Likewise, the report came to the conclusion that the “Swift Parrot mortality as a consequence of collision with wire netting fences, windows and cars is well documented. Temporary fencing and the presence of machinery may increase the chance of Swift Parrot mortality. However, fencing, glass windows, and vehicles are commonplace in the indicative corridor and the chances of a Swift Parrot colliding with fencing or machinery associated with the project is unlikely to be significantly different to the background conditions.”
The Swift Parrot is a species listed as endangered and deserves appropriate protection. As I have outlined above, any additional harm will put more pressure on an already endangered species and is thus significant – the exact opposite of the conclusion in the report!
The report also correctly identifies “a regionally significant population of White’s Skink” but comes to the conclusion that “this species is not listed under the EPBC Act, FFG Act or on the DSE Advisory Lists.”
Even if the species is not listed in any of those lists, it is locally significant and the efforts put into its conservation over the past years explains that its conservation has importance and value for the local community.
Some stakeholders found that species and cultural heritage were not properly assessed and that there were a number of objects/species that the report had failed to identify.
Indeed, there are many more weaknesses and lacks in those reports (e.g. aspects of climate change are not considered at all in any of the so far available assessment reports). However, there is not enough room and time to discuss all these here.
Overall, the interpretation of gained information and data can be questioned and suggest that the consultants who carried out the survey had no other goal than to prove that the impacts of the planned project where not relevant.
The figures in which the profitability of the proposed development is based have been criticized by several sources. However, until today the proponent did not disclose their calculations or clarify potential misinterpretations.
An online community survey by LMA carried out in August 2013 as “one of the research activities for the East West Link Social Impact Assessment, a key part of the specialist investigations” was so strongly biased in its approach that it would deserve a price for “worst example of what makes a good quality survey”.

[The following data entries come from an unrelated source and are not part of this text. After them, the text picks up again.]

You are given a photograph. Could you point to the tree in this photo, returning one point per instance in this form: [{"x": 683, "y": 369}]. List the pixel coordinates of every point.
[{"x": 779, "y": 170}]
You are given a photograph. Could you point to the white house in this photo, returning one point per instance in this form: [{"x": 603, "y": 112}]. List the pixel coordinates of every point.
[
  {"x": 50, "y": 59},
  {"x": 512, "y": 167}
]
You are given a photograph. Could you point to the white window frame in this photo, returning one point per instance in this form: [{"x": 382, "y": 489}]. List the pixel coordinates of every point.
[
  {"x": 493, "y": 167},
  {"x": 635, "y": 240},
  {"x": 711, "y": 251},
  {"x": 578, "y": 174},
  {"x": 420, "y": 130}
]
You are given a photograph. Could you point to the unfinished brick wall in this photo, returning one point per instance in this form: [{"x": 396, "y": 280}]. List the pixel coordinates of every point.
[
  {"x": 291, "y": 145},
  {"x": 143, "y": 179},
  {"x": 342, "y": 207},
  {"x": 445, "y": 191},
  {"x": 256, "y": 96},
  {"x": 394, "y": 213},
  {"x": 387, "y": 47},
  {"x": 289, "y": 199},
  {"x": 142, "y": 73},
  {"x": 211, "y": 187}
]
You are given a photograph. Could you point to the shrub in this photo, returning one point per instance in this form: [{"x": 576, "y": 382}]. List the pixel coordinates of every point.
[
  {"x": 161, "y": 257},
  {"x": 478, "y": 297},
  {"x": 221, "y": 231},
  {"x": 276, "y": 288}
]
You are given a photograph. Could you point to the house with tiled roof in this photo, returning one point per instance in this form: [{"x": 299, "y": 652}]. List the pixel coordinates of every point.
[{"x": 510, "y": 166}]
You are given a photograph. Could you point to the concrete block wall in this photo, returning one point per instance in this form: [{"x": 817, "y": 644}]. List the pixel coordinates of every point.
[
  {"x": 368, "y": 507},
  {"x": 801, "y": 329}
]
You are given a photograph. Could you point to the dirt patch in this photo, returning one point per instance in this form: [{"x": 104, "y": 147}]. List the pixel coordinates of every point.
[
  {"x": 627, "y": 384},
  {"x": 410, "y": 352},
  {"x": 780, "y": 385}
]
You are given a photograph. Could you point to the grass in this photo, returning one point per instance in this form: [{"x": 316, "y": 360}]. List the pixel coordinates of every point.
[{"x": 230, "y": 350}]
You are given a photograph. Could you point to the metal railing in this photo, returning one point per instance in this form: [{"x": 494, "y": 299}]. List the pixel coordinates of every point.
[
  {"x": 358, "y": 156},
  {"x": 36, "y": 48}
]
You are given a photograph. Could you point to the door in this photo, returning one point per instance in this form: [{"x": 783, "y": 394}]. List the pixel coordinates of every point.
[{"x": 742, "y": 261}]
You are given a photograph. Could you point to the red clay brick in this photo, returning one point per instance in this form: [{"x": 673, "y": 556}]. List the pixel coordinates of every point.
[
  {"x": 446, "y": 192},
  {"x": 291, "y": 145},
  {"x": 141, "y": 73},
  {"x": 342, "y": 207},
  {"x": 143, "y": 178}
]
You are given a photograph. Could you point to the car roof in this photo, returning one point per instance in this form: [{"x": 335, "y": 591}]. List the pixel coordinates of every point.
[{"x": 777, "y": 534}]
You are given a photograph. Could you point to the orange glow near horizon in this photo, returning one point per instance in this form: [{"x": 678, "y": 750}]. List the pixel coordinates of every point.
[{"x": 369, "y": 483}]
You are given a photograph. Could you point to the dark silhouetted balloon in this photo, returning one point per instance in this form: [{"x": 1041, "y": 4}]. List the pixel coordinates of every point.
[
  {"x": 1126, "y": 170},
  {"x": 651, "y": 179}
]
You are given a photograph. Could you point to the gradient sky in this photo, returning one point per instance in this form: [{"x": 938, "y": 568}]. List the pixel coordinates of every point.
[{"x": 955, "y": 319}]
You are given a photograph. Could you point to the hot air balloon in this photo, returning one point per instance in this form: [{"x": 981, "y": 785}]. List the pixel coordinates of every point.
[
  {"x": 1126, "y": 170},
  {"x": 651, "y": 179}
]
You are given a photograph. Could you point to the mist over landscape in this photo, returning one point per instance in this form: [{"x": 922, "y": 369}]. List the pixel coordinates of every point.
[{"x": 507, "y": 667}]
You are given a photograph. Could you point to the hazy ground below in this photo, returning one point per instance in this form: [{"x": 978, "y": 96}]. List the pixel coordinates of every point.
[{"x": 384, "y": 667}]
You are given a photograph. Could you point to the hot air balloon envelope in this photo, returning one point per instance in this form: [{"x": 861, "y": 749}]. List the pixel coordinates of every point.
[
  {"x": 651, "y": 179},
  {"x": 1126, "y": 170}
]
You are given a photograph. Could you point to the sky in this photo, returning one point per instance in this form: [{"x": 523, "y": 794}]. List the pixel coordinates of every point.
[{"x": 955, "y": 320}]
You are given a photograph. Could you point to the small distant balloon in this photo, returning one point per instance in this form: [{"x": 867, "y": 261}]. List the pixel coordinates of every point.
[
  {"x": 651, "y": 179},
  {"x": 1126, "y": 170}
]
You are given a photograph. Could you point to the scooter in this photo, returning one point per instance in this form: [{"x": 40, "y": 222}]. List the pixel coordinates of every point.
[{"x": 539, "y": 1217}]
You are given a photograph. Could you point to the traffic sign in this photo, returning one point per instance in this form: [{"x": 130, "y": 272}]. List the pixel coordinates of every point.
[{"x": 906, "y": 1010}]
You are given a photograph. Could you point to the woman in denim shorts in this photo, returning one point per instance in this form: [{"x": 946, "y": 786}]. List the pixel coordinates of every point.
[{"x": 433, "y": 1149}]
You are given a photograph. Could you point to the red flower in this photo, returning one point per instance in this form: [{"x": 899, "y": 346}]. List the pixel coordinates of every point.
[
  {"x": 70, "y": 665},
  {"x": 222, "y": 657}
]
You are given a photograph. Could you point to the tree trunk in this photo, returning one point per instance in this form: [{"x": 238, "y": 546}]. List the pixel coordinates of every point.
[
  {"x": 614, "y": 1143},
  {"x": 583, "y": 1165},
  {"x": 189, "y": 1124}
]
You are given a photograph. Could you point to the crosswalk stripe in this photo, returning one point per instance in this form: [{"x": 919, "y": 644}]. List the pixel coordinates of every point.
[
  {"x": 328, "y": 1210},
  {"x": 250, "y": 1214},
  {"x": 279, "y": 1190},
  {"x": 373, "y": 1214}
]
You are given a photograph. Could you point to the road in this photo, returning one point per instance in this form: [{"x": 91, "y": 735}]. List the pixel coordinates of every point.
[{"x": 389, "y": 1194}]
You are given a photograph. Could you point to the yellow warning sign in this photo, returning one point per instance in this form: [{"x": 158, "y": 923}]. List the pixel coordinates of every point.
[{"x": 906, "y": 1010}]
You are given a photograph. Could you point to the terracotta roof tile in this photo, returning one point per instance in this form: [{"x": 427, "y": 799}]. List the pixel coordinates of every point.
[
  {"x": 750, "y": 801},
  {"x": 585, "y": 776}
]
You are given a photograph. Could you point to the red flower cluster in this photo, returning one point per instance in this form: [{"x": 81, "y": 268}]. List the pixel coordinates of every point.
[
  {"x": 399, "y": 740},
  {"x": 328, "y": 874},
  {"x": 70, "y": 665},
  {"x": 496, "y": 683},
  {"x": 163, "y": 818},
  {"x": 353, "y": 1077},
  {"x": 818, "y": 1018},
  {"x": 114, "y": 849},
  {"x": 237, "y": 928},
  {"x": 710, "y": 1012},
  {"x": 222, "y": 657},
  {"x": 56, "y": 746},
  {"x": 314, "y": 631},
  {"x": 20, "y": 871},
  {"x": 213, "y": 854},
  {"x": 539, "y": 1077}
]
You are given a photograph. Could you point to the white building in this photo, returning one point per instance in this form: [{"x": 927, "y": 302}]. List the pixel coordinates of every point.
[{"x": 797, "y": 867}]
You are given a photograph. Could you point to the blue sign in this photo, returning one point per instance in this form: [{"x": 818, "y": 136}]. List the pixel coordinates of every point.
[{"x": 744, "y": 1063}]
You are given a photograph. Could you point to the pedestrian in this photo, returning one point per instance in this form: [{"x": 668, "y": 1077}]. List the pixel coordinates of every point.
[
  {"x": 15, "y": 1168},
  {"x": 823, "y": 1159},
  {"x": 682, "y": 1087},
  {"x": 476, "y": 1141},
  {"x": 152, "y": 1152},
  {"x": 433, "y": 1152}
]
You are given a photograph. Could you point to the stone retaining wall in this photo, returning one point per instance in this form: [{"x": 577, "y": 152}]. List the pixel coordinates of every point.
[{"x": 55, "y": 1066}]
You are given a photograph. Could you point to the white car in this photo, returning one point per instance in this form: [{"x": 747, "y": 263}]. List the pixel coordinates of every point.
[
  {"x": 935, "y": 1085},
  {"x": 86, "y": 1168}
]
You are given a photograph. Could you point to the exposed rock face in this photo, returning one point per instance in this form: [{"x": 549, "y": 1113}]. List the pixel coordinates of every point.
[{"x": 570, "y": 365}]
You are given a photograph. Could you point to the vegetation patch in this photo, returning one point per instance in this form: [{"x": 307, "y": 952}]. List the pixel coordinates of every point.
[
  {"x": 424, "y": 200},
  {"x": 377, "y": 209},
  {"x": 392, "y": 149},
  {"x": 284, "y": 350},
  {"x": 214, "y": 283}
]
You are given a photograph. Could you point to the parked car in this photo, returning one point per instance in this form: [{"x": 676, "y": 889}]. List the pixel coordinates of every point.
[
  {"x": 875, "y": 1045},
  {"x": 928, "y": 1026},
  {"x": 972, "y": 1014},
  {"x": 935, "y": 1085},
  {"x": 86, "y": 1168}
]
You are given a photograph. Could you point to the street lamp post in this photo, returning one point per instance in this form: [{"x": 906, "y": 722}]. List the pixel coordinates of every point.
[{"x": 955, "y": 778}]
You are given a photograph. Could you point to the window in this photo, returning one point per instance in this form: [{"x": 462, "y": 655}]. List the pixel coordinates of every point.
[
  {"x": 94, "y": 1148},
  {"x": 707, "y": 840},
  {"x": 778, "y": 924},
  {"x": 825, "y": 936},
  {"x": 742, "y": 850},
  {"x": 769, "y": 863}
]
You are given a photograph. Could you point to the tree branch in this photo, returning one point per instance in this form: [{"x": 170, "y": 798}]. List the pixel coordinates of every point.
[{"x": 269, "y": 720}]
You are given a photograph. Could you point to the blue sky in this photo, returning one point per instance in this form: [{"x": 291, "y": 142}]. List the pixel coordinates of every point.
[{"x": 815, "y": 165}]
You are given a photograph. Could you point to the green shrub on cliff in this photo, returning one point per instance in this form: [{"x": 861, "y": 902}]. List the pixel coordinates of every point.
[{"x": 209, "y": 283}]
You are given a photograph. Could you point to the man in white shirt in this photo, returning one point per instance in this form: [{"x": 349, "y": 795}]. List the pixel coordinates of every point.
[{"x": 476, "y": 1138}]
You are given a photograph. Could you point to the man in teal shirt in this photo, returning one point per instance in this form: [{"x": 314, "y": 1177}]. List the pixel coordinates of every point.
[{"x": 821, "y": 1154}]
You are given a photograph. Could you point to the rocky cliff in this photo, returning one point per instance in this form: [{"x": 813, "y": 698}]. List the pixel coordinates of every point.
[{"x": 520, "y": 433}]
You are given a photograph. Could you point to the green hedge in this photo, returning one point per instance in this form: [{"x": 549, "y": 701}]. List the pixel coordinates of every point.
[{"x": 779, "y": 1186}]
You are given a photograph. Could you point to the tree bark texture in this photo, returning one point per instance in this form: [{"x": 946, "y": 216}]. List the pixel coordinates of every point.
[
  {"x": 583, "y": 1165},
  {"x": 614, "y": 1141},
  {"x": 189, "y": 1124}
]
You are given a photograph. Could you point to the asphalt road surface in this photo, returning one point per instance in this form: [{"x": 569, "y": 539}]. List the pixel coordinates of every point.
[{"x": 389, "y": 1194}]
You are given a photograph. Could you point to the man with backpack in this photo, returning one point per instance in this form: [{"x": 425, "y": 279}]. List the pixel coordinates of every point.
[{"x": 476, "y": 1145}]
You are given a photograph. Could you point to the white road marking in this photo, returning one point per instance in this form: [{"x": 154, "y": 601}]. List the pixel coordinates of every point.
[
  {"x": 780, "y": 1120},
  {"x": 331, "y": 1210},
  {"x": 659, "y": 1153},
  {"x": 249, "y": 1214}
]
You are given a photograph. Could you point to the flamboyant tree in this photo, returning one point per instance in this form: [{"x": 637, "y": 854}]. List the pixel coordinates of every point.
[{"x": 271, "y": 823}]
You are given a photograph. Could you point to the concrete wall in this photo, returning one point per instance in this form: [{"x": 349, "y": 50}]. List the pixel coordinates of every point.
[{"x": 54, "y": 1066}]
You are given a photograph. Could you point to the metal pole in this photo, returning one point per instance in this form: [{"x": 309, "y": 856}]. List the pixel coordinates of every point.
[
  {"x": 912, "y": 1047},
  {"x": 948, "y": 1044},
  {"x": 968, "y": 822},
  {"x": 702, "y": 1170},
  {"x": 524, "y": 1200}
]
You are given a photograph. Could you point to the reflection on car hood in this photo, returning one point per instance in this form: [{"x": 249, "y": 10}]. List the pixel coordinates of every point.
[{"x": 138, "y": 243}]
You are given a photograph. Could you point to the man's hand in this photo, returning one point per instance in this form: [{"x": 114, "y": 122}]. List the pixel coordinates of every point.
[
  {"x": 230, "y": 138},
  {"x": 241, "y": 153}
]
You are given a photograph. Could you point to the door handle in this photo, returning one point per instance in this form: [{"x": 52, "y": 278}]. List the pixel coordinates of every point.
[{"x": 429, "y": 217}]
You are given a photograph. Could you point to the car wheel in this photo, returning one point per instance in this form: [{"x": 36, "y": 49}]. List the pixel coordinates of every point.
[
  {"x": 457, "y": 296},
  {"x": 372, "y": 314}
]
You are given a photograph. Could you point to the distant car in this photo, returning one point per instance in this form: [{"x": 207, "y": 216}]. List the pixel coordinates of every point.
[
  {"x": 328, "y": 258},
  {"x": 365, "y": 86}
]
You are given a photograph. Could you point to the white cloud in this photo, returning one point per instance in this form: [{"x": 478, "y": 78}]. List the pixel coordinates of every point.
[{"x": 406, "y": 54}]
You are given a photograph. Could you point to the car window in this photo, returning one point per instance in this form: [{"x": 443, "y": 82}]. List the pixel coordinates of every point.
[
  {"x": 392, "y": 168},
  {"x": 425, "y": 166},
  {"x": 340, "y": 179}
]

The survey did not mention any aspect of negative impacts of the proposal, nor costs or what these would mean for the people participating in the survey. There are many historic examples that have shown that if people are not informed about costs and other trade-offs, they are likely to welcome a proposal and it was thus not correct to hide this kind of information in a survey! It is evident that the outcome of the survey will not be representative at all.
All these findings are not new and others have pointed at them as early as in 2011. Democracy is not a one man show and those who do not understand the key principles of democratic negotiation shouldn’t lead a society, be it on council, state or national level. I hope that sooner or later, also the Victorian government will acknowledge that ego-trips and boys toys have no room in a public space.